The judgment dismissing the complaint on the merits as against the defendant executors should be affirmed, with costs to said respondents. The judgment dismissing the complaint against the defendant Cahn should be reversed, with costs to appellant against said respondent, and judgment directed in favor of the plaintiff *217against the defendant Cahn adjudging that said defendant received and held the proceeds of the judgment impressed with a trust in favor of plaintiff to the extent of $2,000 and that plaintiff recover of said defendant the sum of $2,000, with interest from May 19, 1928, with costs.

Finch, P. J., Merrell, Townley and Glennon, JJ., concur.

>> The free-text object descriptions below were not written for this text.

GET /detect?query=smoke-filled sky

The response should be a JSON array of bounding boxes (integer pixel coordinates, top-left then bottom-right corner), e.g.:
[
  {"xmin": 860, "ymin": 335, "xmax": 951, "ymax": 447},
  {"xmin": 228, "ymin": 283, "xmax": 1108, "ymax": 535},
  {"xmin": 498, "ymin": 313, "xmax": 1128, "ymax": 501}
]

Judgment dismissing the complaint on the merits as against the defendant executors affirmed, with costs to said respondents. The judgment dismissing the complaint against the defendant Cahn reversed, with costs to the appellant against said respondent, and judgment directed in favor of the plaintiff against the defendant Cahn adjudging that said defendant received and held the proceeds of the judgment impressed with a trust in favor of plaintiff to the extent of $2,000 and that plaintiff recover of said defendant the sum of $2,000, with interest from May 19, 1928, with costs. Settle order on notice reversing findings inconsistent with this determination, and containing such new findings of fact proved upon the trial as are necessary to sustain the judgment hereby awarded.